Pour l’État hébreu, cette base pourrait servir à renforcer la sécurité dans une région où les attaques contre les colons israéliens ou les forces de l’ordre se multiplient. Cependant, pour les Palestiniens, cette décision est perçue comme une nouvelle preuve de l’expansion israélienne, déjà illustrée par l’augmentation des colonies en zone C.

Des réactions de part et d’autre de la ligne verte

Côté israélien, le gouvernement n’a pas encore officiellement réagi à l’annonce, mais des médias locaux évoquent une justification sécuritaire. « Cette base vise à répondre aux menaces terroristes croissantes dans la région », a déclaré un haut responsable militaire israélien sous couvert d’anonymat. De son côté, l’Autorité palestinienne a immédiatement condamné cette décision, la qualifiant d’« illégale au regard du droit international » et d’atteinte à la souveraineté palestinienne.

À Ramallah, des responsables ont appelé la communauté internationale à réagir. « Nous exigeons que l’ONU et l’Union européenne condamnent cette violation flagrante des accords », a indiqué un porte-parole du gouvernement palestinien. En Cisjordanie, des manifestations de protestation ont déjà été signalées dans plusieurs villes, comme Naplouse ou Hébron, où les habitants dénoncent une nouvelle étape vers l’annexion.

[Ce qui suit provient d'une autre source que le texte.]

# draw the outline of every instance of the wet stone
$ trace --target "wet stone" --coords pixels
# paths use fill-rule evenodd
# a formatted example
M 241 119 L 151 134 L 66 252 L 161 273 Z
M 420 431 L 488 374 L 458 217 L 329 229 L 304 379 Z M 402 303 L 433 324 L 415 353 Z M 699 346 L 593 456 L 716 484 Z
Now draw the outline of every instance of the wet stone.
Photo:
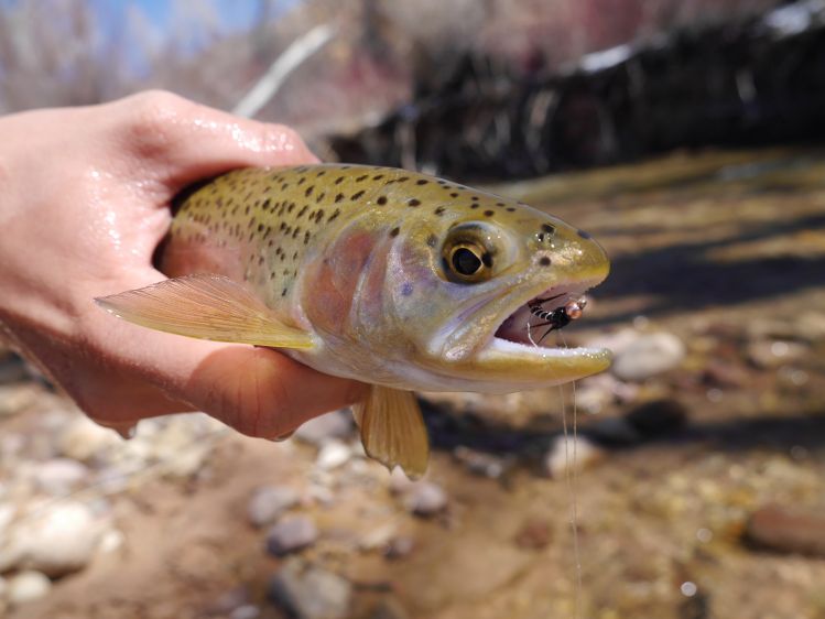
M 20 572 L 8 580 L 7 597 L 12 606 L 29 604 L 45 597 L 52 588 L 52 582 L 40 572 Z
M 389 541 L 384 557 L 389 561 L 406 558 L 415 550 L 415 540 L 411 535 L 398 535 Z
M 344 619 L 349 616 L 349 580 L 300 560 L 290 560 L 270 579 L 268 597 L 295 619 Z
M 436 484 L 417 481 L 406 491 L 404 507 L 415 515 L 432 517 L 446 509 L 447 493 Z
M 611 372 L 621 380 L 642 381 L 675 369 L 684 357 L 685 345 L 675 335 L 644 334 L 617 352 Z
M 311 546 L 318 539 L 315 523 L 305 515 L 286 517 L 267 534 L 267 550 L 284 556 Z
M 643 438 L 651 438 L 680 431 L 687 423 L 688 411 L 676 400 L 655 400 L 640 404 L 625 419 Z
M 285 486 L 263 486 L 249 500 L 247 515 L 254 526 L 265 526 L 278 520 L 286 510 L 297 504 L 297 491 Z
M 758 549 L 825 557 L 825 515 L 766 506 L 748 520 L 746 540 Z
M 532 518 L 515 533 L 514 542 L 520 549 L 542 550 L 553 540 L 553 530 L 546 520 Z
M 352 434 L 355 423 L 349 409 L 334 411 L 310 420 L 295 431 L 295 438 L 321 447 L 334 438 L 344 439 Z
M 572 475 L 593 468 L 606 457 L 607 453 L 586 436 L 575 439 L 557 436 L 544 455 L 544 474 L 552 479 L 564 479 L 567 471 Z

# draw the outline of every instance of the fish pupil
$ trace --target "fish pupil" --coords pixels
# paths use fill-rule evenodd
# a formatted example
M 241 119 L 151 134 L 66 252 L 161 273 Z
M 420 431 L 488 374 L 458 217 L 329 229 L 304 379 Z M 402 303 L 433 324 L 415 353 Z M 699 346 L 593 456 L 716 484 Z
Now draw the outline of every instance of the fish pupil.
M 453 253 L 453 268 L 462 275 L 475 275 L 481 268 L 481 259 L 469 249 L 462 247 Z

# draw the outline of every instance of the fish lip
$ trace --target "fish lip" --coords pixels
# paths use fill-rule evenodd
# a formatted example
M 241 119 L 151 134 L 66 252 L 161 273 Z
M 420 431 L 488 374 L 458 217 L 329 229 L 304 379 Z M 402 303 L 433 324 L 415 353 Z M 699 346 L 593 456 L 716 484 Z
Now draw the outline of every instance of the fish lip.
M 535 355 L 542 358 L 552 357 L 577 357 L 577 356 L 606 356 L 611 357 L 611 352 L 604 348 L 588 348 L 588 347 L 573 347 L 573 348 L 560 348 L 557 346 L 541 346 L 531 343 L 521 343 L 504 337 L 499 337 L 499 332 L 503 328 L 504 323 L 509 319 L 515 319 L 528 305 L 530 301 L 535 298 L 546 298 L 550 296 L 562 295 L 558 297 L 558 302 L 554 302 L 552 307 L 560 307 L 568 301 L 575 301 L 580 298 L 588 290 L 598 285 L 605 280 L 605 276 L 586 276 L 575 280 L 568 280 L 562 283 L 553 283 L 550 286 L 546 283 L 532 286 L 529 291 L 523 294 L 513 294 L 512 302 L 507 304 L 501 311 L 501 319 L 496 323 L 496 326 L 490 330 L 487 340 L 481 344 L 479 351 L 495 351 L 502 349 L 514 350 L 518 348 L 520 354 Z M 541 332 L 540 332 L 541 333 Z

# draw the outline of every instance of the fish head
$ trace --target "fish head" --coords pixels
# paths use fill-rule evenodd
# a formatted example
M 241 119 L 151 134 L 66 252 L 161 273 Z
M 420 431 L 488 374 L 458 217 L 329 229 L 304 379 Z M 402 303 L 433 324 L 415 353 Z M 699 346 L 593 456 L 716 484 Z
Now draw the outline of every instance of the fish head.
M 546 326 L 529 306 L 552 298 L 543 307 L 561 307 L 601 282 L 609 271 L 601 247 L 538 209 L 474 194 L 467 205 L 432 203 L 433 211 L 411 214 L 389 234 L 358 227 L 338 237 L 369 247 L 357 261 L 348 324 L 333 329 L 352 335 L 345 354 L 379 351 L 392 374 L 381 382 L 428 390 L 510 392 L 606 369 L 607 350 L 540 343 Z

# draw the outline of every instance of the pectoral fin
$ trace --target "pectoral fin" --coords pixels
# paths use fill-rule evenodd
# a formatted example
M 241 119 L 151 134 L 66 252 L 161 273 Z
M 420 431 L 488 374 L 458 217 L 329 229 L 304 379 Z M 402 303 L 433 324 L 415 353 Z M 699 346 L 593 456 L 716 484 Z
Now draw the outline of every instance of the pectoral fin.
M 430 441 L 411 391 L 373 384 L 367 400 L 352 412 L 368 456 L 390 470 L 400 466 L 411 479 L 426 473 Z
M 312 348 L 312 336 L 281 323 L 242 285 L 222 275 L 186 275 L 95 300 L 130 323 L 188 337 Z

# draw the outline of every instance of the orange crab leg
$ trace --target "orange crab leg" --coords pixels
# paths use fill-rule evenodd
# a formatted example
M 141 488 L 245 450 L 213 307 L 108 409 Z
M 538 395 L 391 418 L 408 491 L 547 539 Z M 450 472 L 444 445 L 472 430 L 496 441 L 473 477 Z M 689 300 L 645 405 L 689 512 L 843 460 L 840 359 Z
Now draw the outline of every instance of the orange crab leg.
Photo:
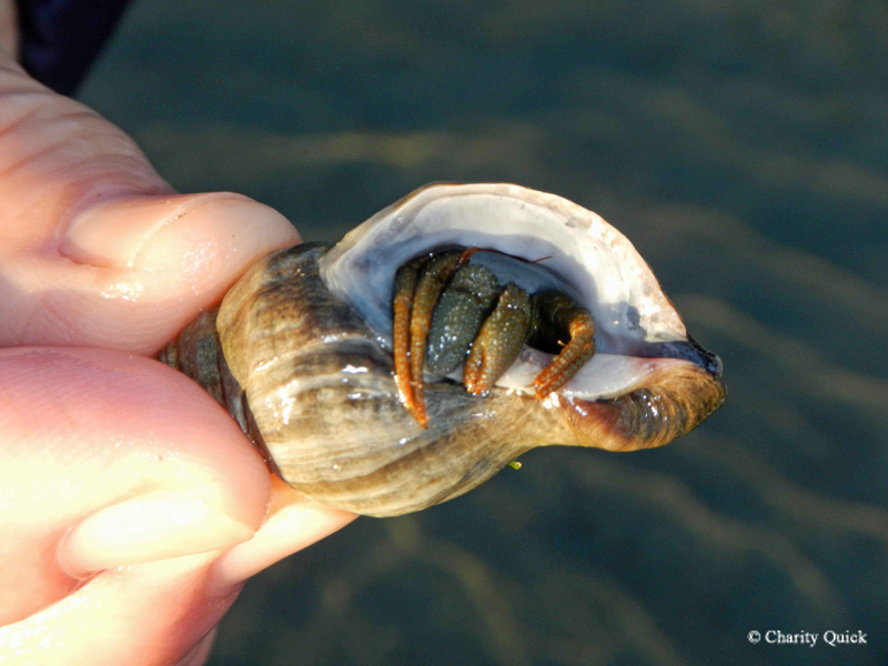
M 395 361 L 395 384 L 401 402 L 407 411 L 416 416 L 416 402 L 410 375 L 410 313 L 413 307 L 413 292 L 420 268 L 425 262 L 410 262 L 401 266 L 395 274 L 395 297 L 392 305 L 394 315 L 392 323 L 392 347 Z
M 463 371 L 466 391 L 481 395 L 493 389 L 518 356 L 529 325 L 531 299 L 509 282 L 472 343 Z
M 423 427 L 427 427 L 423 366 L 432 313 L 453 271 L 465 260 L 462 252 L 422 258 L 398 269 L 395 275 L 393 333 L 395 384 L 401 400 Z
M 579 307 L 564 294 L 549 296 L 547 319 L 567 330 L 569 342 L 543 372 L 536 375 L 536 397 L 544 398 L 564 386 L 595 354 L 595 323 L 588 310 Z

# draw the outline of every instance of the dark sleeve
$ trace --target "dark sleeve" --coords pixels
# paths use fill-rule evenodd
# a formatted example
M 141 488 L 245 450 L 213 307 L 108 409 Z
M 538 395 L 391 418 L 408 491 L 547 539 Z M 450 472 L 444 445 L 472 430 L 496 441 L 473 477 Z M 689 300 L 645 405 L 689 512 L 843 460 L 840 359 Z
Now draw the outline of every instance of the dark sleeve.
M 72 94 L 125 7 L 127 0 L 19 0 L 22 65 Z

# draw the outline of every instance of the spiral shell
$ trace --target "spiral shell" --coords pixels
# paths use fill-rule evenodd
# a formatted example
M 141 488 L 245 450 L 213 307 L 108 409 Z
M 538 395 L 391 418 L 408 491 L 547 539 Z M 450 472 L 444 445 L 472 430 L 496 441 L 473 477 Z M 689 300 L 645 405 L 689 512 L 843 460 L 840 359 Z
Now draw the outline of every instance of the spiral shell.
M 595 317 L 598 352 L 546 400 L 523 390 L 544 362 L 533 350 L 485 396 L 426 377 L 423 428 L 393 379 L 392 282 L 405 261 L 452 245 L 546 258 L 495 270 L 569 292 Z M 183 332 L 175 354 L 204 375 L 212 366 L 218 400 L 294 488 L 372 516 L 456 497 L 536 446 L 667 444 L 725 397 L 720 361 L 688 337 L 625 236 L 564 199 L 505 184 L 424 188 L 333 248 L 273 252 L 215 322 L 210 313 Z

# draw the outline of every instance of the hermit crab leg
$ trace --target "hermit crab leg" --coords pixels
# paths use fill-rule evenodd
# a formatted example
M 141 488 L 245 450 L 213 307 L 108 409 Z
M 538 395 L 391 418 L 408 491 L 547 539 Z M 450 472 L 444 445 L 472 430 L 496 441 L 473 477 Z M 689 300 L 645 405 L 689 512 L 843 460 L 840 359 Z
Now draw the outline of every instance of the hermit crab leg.
M 541 331 L 548 325 L 567 331 L 571 336 L 555 360 L 534 380 L 536 397 L 544 398 L 571 381 L 595 354 L 595 322 L 588 310 L 559 292 L 535 294 L 534 305 L 541 319 Z
M 484 321 L 465 362 L 463 384 L 473 395 L 487 393 L 515 362 L 531 325 L 531 299 L 514 282 L 506 284 Z
M 395 278 L 395 322 L 392 343 L 395 352 L 395 383 L 404 406 L 423 427 L 428 425 L 428 417 L 425 414 L 423 366 L 432 313 L 447 279 L 463 261 L 463 252 L 448 252 L 427 262 L 425 260 L 411 262 L 402 266 Z M 405 323 L 406 312 L 410 312 L 408 326 Z
M 417 412 L 410 374 L 410 313 L 413 309 L 413 292 L 416 290 L 420 269 L 425 263 L 425 258 L 423 258 L 422 261 L 412 261 L 397 270 L 395 297 L 392 305 L 394 311 L 392 346 L 394 347 L 395 384 L 401 394 L 401 402 L 414 416 Z

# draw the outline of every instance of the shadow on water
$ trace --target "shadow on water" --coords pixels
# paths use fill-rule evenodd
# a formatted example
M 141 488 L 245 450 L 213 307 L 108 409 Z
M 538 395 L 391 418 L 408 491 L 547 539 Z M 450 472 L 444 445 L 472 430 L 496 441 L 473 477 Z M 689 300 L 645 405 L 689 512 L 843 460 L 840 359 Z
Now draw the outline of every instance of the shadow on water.
M 876 0 L 137 2 L 82 98 L 180 190 L 326 241 L 430 181 L 556 192 L 730 386 L 663 450 L 356 522 L 256 577 L 211 664 L 888 662 L 886 34 Z

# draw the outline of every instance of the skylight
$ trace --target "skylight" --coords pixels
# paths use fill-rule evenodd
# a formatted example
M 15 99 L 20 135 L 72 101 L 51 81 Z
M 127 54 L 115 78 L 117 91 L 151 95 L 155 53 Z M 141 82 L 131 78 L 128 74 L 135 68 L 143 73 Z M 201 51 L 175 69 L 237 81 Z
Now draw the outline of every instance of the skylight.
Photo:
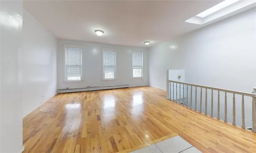
M 216 19 L 218 21 L 256 6 L 256 0 L 226 0 L 185 21 L 203 24 Z
M 221 3 L 219 3 L 212 7 L 203 11 L 201 13 L 199 14 L 196 16 L 201 18 L 204 18 L 210 14 L 213 13 L 221 9 L 222 9 L 222 8 L 228 6 L 230 5 L 239 0 L 226 0 L 225 1 L 223 1 Z

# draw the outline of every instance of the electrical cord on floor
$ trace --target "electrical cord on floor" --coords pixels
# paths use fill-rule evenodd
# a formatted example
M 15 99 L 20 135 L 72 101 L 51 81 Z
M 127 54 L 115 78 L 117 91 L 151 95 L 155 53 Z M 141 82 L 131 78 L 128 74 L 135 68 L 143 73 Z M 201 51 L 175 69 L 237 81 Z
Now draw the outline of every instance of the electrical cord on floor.
M 42 106 L 42 103 L 44 102 L 44 98 L 45 98 L 46 99 L 46 101 L 47 100 L 49 100 L 49 99 L 50 99 L 49 98 L 46 98 L 46 97 L 45 97 L 44 96 L 42 96 L 42 98 L 43 99 L 43 101 L 40 103 L 40 108 L 39 108 L 39 111 L 40 111 L 40 112 L 41 112 L 41 113 L 49 113 L 51 111 L 52 111 L 54 109 L 54 106 L 53 105 L 53 104 L 52 104 L 52 105 L 53 105 L 53 109 L 52 109 L 52 110 L 51 110 L 51 111 L 49 111 L 44 112 L 44 111 L 41 111 L 41 107 Z M 51 103 L 54 103 L 51 102 Z

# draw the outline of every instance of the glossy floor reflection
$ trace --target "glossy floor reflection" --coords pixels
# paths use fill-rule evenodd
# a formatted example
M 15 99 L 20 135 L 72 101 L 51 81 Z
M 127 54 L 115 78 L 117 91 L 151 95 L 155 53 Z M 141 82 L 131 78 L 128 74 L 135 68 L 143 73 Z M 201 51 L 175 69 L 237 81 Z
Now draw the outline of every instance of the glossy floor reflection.
M 203 152 L 255 152 L 255 134 L 166 95 L 148 86 L 57 95 L 42 106 L 52 111 L 24 118 L 23 152 L 129 152 L 177 133 Z

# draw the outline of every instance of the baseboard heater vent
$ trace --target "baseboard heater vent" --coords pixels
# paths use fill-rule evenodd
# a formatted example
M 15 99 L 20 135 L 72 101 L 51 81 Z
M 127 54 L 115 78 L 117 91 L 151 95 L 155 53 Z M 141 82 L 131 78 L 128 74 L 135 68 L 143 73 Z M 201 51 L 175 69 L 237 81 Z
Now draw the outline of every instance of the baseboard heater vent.
M 105 90 L 111 89 L 117 89 L 118 88 L 128 88 L 129 85 L 118 85 L 116 86 L 103 86 L 98 87 L 91 87 L 88 86 L 85 88 L 67 88 L 66 89 L 58 89 L 57 94 L 60 93 L 72 92 L 75 92 L 86 91 L 87 91 L 98 90 Z

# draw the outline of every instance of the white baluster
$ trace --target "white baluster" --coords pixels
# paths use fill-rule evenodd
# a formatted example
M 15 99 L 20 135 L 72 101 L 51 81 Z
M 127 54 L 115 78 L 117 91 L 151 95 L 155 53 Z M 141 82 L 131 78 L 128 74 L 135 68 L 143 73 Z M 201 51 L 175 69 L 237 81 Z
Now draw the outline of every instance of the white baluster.
M 219 90 L 218 90 L 218 117 L 217 119 L 219 120 Z
M 207 115 L 207 89 L 205 88 L 205 111 L 204 115 Z
M 200 113 L 202 113 L 202 87 L 201 87 L 201 91 L 200 92 Z
M 188 86 L 187 85 L 187 108 L 188 107 Z
M 177 87 L 177 83 L 176 83 L 176 103 L 178 103 L 178 90 Z
M 182 104 L 184 106 L 184 105 L 185 105 L 184 103 L 184 84 L 183 84 L 183 103 Z
M 234 94 L 233 94 L 233 123 L 232 124 L 236 126 L 236 98 Z
M 170 83 L 170 100 L 172 100 L 172 83 L 169 82 Z
M 196 106 L 195 106 L 195 111 L 197 111 L 197 86 L 196 86 L 196 99 L 195 99 L 196 101 L 195 102 L 195 103 L 196 104 L 196 105 L 195 105 Z
M 242 128 L 245 129 L 244 125 L 244 95 L 242 95 Z
M 181 104 L 181 84 L 180 84 L 180 104 Z
M 175 102 L 174 101 L 174 82 L 173 82 L 173 84 L 172 84 L 172 90 L 173 91 L 172 91 L 173 94 L 173 97 L 172 99 L 172 101 L 173 102 Z
M 253 88 L 253 91 L 252 92 L 253 94 L 256 94 L 256 87 Z M 255 123 L 255 119 L 256 116 L 256 107 L 255 107 L 255 103 L 256 103 L 256 95 L 254 97 L 253 97 L 253 102 L 252 102 L 252 131 L 253 132 L 256 133 L 256 123 Z
M 213 90 L 212 89 L 212 100 L 211 102 L 211 117 L 213 117 Z
M 192 86 L 191 86 L 191 92 L 190 94 L 190 109 L 192 109 Z
M 227 123 L 228 121 L 227 120 L 227 92 L 225 92 L 225 118 L 224 119 L 224 122 Z

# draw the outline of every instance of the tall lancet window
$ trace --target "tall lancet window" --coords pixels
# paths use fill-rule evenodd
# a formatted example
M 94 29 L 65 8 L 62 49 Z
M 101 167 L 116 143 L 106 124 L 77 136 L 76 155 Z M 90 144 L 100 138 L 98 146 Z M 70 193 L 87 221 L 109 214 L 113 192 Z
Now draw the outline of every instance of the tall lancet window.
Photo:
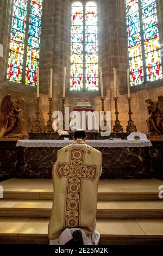
M 94 2 L 75 2 L 72 5 L 70 90 L 98 90 L 97 5 Z
M 162 78 L 156 0 L 127 0 L 130 86 Z
M 36 84 L 43 0 L 14 0 L 7 79 Z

Un contexte politique israélien favorable aux mesures expansionnistes

Cette décision s’inscrit dans un contexte politique israélien marqué par une droite et une extrême droite de plus en plus favorables à l’annexion de parties de la Cisjordanie. Depuis 2020, plusieurs projets de loi visant à étendre la souveraineté israélienne sur des zones de Cisjordanie ont été déposés à la Knesset. En février 2026, le ministre des Finances Bezalel Smotrich, figure de l’extrême droite, avait déjà évoqué la possibilité d’annexer la zone industrielle de Mishor Adumim, en zone C. « La sécurité d’Israël passe par une présence renforcée dans toute la Cisjordanie », avait-il alors affirmé.

Cette tendance alarme les défenseurs de la solution à deux États, qui y voient une menace pour la viabilité d’un futur État palestinien. « Chaque pas en avant vers l’annexion rend la création d’un État palestinien de plus en plus improbable », a souligné un analyste du centre de réflexion israélien « Peace Now ».

Et maintenant ?

La construction de cette base militaire pourrait prendre plusieurs mois, voire plus d’un an, selon les estimations des experts. D’ici là, les tensions en Cisjordanie devraient s’intensifier, avec un risque accru de heurts entre colons israéliens, forces de sécurité et Palestiniens. Une réunion d’urgence du Conseil de sécurité de l’ONU est d’ores et déjà évoquée pour les prochaines semaines, tandis que l’Union européenne pourrait durcir son discours à l’égard d’Israël. Reste à voir si cette décision entraînera des sanctions ou des mesures de rétorsion de la part de la communauté internationale.

Quoi qu’il en soit, cette initiative israélienne en zone A risque de relancer le débat sur l’avenir des accords d’Oslo et, plus largement, sur la possibilité d’une solution pacifique au conflit israélo-palestinien. Une chose est sûre : le statu quo, déjà fragile, vient de subir un nouveau coup dur.

D’un point de vue juridique, cette installation militaire en zone A viole les accords d’Oslo de 1993, qui stipulent que cette zone doit rester sous contrôle exclusif de l’Autorité palestinienne. Israël pourrait être accusé de violation du droit international, notamment des conventions de Genève, qui interdisent à une puissance occupante de transférer sa population civile dans un territoire occupé. La Cour pénale internationale (CPI) pourrait, à terme, être saisie de ce dossier.